The party has promised to protect farmers in its election manifesto, pledging to safeguard farm incomes against Brexit if re-elected.

It has promised to “negotiate a strong Common Agricultural Policy (CAP) budget with a particular emphasis on supporting younger farmers”.

Speaking at Fermoy Mart in Co Cork on Tuesday, Deputy Irish Taoiseach Simon Coveney said the party is committed to protecting Irish agriculture in the next phase of Brexit.

He said: “We have until the end of the year to put a trade agreement in place with the United Kingdom. I was with Michel Barnier yesterday and we spent a lot of time talking about farming and fishing. He’s somebody who understands this brief, only too well.

“If we do not succeed in getting a good trade deal in place, then the five billion euros of food that we sell to the UK each year becomes a trade that that will be put under threat or if we can’t get a seamless trade deal that doesn’t have any tariffs and doesn’t have any quotas attached to it.”
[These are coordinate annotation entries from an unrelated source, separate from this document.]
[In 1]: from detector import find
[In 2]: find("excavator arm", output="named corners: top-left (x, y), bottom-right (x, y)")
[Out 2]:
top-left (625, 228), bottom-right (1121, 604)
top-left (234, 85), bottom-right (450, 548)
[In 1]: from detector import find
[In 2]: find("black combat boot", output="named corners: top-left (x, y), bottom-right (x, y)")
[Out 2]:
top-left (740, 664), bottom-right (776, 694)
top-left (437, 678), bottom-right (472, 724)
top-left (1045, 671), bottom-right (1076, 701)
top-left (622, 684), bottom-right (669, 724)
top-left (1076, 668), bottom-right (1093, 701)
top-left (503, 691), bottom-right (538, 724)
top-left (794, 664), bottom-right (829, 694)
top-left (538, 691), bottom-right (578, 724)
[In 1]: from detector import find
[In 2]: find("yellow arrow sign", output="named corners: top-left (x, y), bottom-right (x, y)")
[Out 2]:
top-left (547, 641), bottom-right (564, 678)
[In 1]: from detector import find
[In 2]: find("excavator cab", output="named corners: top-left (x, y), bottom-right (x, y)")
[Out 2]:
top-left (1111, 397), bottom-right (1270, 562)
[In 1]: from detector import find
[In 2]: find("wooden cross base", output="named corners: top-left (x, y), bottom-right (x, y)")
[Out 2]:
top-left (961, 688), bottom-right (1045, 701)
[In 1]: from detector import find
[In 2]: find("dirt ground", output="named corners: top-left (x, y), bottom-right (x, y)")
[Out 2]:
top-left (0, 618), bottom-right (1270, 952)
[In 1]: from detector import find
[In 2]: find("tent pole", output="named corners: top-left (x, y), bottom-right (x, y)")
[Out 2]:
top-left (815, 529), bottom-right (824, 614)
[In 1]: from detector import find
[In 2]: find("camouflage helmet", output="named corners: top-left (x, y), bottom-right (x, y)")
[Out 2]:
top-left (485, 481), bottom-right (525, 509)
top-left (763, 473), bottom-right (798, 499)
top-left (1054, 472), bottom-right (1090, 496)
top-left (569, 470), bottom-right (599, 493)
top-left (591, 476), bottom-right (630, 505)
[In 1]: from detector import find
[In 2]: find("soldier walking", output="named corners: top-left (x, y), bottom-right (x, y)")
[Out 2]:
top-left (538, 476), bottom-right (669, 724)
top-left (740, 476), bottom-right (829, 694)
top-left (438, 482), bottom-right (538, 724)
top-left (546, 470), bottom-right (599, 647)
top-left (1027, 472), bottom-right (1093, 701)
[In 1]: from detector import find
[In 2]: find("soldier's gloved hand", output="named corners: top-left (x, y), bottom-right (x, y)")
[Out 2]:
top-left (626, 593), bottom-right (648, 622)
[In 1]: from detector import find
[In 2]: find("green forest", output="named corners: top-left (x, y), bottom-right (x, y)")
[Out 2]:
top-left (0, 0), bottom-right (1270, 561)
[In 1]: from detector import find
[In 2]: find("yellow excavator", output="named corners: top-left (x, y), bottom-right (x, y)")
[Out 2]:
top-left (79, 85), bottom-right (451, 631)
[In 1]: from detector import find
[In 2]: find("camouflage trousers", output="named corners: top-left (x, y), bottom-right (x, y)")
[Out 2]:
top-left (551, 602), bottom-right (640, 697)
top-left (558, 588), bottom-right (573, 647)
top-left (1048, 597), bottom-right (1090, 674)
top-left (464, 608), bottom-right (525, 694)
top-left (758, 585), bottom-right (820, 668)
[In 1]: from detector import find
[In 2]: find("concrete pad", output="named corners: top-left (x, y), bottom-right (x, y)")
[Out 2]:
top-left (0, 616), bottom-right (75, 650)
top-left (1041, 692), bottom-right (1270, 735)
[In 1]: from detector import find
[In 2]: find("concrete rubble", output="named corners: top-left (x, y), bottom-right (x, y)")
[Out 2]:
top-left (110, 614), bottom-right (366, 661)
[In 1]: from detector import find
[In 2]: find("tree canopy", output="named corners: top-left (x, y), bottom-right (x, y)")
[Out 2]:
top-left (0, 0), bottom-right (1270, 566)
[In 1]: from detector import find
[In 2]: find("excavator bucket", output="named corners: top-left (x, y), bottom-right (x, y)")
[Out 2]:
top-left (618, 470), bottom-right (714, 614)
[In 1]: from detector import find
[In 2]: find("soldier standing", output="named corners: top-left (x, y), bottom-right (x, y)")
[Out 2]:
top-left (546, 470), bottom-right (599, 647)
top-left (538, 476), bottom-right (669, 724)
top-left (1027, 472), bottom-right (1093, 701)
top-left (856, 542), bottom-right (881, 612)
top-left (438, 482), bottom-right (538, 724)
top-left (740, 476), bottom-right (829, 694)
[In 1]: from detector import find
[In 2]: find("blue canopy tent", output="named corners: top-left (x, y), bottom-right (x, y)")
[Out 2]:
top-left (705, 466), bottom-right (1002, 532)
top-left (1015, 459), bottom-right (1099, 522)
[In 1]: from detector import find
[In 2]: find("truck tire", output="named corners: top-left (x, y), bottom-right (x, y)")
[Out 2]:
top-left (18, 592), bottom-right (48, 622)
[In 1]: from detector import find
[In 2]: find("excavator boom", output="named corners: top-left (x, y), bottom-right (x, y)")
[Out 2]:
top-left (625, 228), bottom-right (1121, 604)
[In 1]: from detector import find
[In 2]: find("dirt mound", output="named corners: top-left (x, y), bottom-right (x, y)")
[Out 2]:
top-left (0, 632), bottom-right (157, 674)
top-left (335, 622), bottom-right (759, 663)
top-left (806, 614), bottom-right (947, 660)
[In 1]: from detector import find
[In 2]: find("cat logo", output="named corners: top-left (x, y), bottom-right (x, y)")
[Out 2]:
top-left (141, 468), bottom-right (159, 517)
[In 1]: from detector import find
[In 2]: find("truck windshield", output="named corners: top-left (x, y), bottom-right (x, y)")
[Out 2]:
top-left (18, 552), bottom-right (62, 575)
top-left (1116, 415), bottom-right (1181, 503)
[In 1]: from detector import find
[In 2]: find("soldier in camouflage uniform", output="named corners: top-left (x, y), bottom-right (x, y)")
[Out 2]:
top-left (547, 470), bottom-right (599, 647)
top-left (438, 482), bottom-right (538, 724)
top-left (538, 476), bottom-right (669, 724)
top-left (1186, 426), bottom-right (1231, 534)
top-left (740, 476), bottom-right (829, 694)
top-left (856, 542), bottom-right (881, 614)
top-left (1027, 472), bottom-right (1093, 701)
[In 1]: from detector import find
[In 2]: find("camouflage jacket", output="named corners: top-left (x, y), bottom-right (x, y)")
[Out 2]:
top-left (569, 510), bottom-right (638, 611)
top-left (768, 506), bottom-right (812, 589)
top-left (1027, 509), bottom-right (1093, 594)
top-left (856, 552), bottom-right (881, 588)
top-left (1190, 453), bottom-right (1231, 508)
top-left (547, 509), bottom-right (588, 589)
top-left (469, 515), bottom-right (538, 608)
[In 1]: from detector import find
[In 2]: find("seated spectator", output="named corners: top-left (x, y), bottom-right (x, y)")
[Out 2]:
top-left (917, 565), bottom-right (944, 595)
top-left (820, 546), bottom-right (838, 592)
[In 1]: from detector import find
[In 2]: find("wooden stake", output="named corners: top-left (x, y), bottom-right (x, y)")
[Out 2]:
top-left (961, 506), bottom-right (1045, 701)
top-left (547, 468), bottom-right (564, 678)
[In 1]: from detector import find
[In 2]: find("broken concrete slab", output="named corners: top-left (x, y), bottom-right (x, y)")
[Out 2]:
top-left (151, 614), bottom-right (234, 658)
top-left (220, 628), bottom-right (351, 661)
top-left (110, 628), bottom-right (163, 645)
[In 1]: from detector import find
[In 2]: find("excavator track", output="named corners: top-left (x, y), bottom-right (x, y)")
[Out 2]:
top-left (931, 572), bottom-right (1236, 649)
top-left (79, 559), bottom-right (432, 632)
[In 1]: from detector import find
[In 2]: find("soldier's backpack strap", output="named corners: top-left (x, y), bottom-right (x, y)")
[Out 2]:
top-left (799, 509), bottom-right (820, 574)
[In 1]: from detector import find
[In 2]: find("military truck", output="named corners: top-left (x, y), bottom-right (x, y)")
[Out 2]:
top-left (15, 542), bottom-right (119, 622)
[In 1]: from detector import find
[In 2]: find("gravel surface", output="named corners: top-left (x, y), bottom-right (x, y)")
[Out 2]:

Mr Coveney said Fine Gael’s role in preventing a hard border being put up and helping to restore a devolved Government in Northern Ireland means it is best placed to deal with the next phase of Brexit negotiations.

He said: “With this election, it is about who do you trust as farmers, to protect the beef sector and the dairy sector and the other sectors that export to the UK and have such reliance on British consumers in terms of our products?

“These are serious issues, and they impact on every farm in the country, and by extension on every rural community in the country as well.

“We are the party that would work with farmers, not blame them like other parties do in relation to the climate challenges.

“We are the party that has a track record of working with farmers to make sure that the transition that farmers need to make is one that can be profitable, that can be sustainable and most importantly, can keep family farms intact across this country because that is what this is all about, over 130,000 farm families, whether they’re producing sheep, beef, pigs, poultry or dairy.”

Taoiseach Leo Varadkar said Brexit is only at “half time” and said he wanted his party to stay on and negotiate the next part of Brexit negotiations.

“I will be using my political contacts I have built up over the past two years to fight for a good budget for CAP as part of the new EU seven-year budget because CAP is absolutely essential to sustain farm incomes and our model of family farming here in Ireland.”

“We need to make sure that any future trade deals that the European Union enters into give our farmers a level playing field and protect the environment, and that’s going to be particularly relevant.

“When it comes to trade deals like Mercosur for example, but also potential future trade deals that could be done with the United States or Australia or New Zealand, we are going to insist that there’s a level playing field for farmers and that the environment is protected before we vote for any trade deal.”